In theory, bipolar disorder only affects the chemicals in my brain, but like a cancer it has insidiously spread to other parts of my body.
It's in my left leg which spasms and jolts in response to the barrage of pharmaceuticals assaulting my nervous system.
Early last year it spread to my right thigh when in a deluded state I thought I could spare my life by offering up a blood sacrifice. Taking a knife to my thigh I felt a rush of euphoric relief. The sense of control it gave me made the behaviour a daily ritual and I felt I was recovering rapidly. It was only after one of the cuts became infected that I was forced to see my doctor and the whole trick unravelled.
I'm left now with puckered, purple lines, like tiger stripes, adorning my thigh.
I have tiger stripes elsewhere on my body from bipolar disorder. The wavy indents of stretch marks on my breasts, stomach and arms. A rapid increase in medication made me swell in size; fluid retention, disturbed metabolism and the particularly nasty trick of Zyprexa, suppressing the thing in my brain that lets me know when I'm full.
I walk around now in my puffed up body and feel torn between the disgust I'm conditioned by society to feel towards my own fatness and the acceptance I really need to let my body be at peace while my brain is piecing itself together again.
At the gym one of the trainers looked at me and told me I could set a weight loss goal. I should have explained to her that my goal at the gym was to keep my dopamine levels up. I should have but I didn't. I just felt ashamed.

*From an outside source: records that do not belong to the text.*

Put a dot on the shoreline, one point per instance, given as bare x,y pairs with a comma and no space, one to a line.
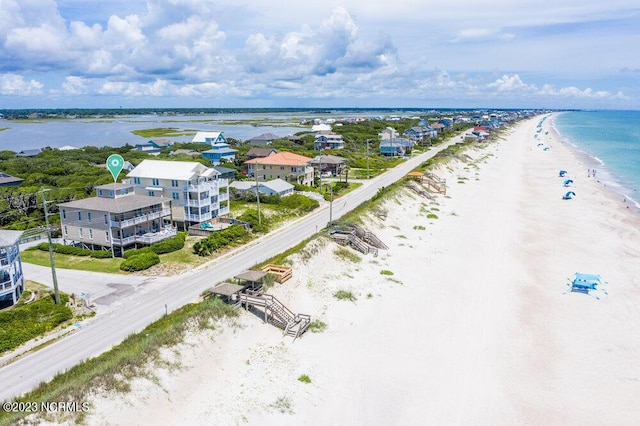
468,322
610,181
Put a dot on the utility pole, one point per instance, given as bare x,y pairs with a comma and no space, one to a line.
255,173
368,176
51,258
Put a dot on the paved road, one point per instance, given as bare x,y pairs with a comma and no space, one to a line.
141,308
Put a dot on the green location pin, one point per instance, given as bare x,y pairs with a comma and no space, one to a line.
115,163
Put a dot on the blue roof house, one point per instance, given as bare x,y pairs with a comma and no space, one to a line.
396,147
219,152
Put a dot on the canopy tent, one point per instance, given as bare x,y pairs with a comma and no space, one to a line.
586,283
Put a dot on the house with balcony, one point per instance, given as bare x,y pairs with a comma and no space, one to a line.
198,193
219,152
328,141
116,219
209,138
396,147
287,166
11,278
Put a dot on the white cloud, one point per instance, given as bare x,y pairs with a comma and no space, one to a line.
16,85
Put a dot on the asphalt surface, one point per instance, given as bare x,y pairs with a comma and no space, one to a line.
142,300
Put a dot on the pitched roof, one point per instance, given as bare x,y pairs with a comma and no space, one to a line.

Feeling shame is a big part of being fat. I'm now incredibly conscious of what I eat in public, fearing if I'm caught with a mouth full of fries that somebody will jump out at me and tell me I'm disgusting. I also quietly accept that my body will be in pain. My back aches and aches from carrying around these excess kilos but I feel that it's my penance for not prioritising my weight loss.
So you see, there's this feedback loop where taking care of my brain has caused me to put on weight, which is causing me to house negative thoughts in my brain.
One solution would be to go on a grand weight loss journey. I could go hard at the gym five nights a week, count my calories, or worse, and I'm ashamed to say not unthought of, just stop eating altogether. I did it once before after a horrible breakup. People kept telling me how terrific I looked when inside I felt miserable and empty.
The other solution would be to stop waging war against my body and accept and love it as it is. Because my body is doing some remarkable things. It's putting one foot in front of the other to get me out the door each day, a previously insurmountable task. It's adjusting to the large doses of chemicals ingested into it each day and not letting them poison me. It's housing a fragile mind that is healing itself.
And maybe it's not such a bad thing for me to be carrying extra weight. It's a physical reminder to go slowly right now.
Most importantly, to the people who love me I am not a body shape. Thank you for loving me just as I am. I aspire to do the same.
Reading this, I can't help but feel your pain. I understand because I to suffer from bipolar disorder. I use suffer strongly. I gained 70 pounds in two months. I ate the same but literally looked like a balloon. Almost 10 years later, I still can't lose the weight and I've tried. The only time I've realized the weight just starts pouring off is when I stop taking my meds. So it's either be depressed and feel "crazy" but look good, or be sane but miserable and insecure on the meds because my weight is ridiculous. What options.